Herr Barth, als Jugendspieler waren Sie beim TSV Schmiden und dem VfB Stuttgart aktiv, der Sprung zum VfB II gelang dann aber nicht. Mit 21 Jahren spielten Sie beim SV Fellbach, hatten die Profikarriere laut eigener Aussage „ad acta“ gelegt. Dann kamen die Stuttgarter Kickers…
Oliver Barth: Richtig. Ich kam von Fellbach aus der Verbandsliga zu der U23 der Kickers, die damals wie heute in der Oberliga spielten. Die Profis waren gerade aus der zweiten Bundesliga abgestiegen in die damalige Regionalliga Süd, Trainer war Rainer Zobel. Es kam dann recht früh in der Saison zur Trennung mit Zobel und Marcus Sorg wurde von der U23 zum Cheftrainer befördert. Er nahm mich mit und so wurde ich bei den Blauen zum Profi.

Würden Sie Marcus Sorg (heute DFB U19 Nationaltrainer, Anm. d. Red.) als Ihren Entdecker bezeichnen?
Barth: Nein, nicht unbedingt als Entdecker, aber als einen der ersten Förderer, der es mir ermöglicht hat, in den Profisport hineinzukommen.

Mittlerweile blicken Sie auf eine äußerst respektable Karriere zurück. Empfindet man da eine gewisse Dankbarkeit, den Förderern gegenüber – oder sehen Sie es eher so, dass Sie sich die Karriere selbst erarbeitet haben?
Barth: Sowohl als auch. Ich gehörte nicht zu den Super-Talenten, wie man sie heute im Juniorenbereich oft vorfindet. Ich musste mir vieles hart erarbeiten, habe nichts geschenkt bekommen.

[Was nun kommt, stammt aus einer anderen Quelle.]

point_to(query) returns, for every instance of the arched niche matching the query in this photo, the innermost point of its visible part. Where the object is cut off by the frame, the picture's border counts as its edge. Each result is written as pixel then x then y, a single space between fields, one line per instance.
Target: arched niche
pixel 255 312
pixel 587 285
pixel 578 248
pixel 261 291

Aber natürlich ist man auch dankbar, dass es einen Trainer gab, der einem das Vertrauen geschenkt und so einem die Perspektive Profisport ermöglicht hat.

Hätten Sie gedacht, dass dieser Weg Sie noch bis in die Bundesliga führen würde?
Barth: Nein, mit Sicherheit nicht. Das konnte man damals nicht erahnen.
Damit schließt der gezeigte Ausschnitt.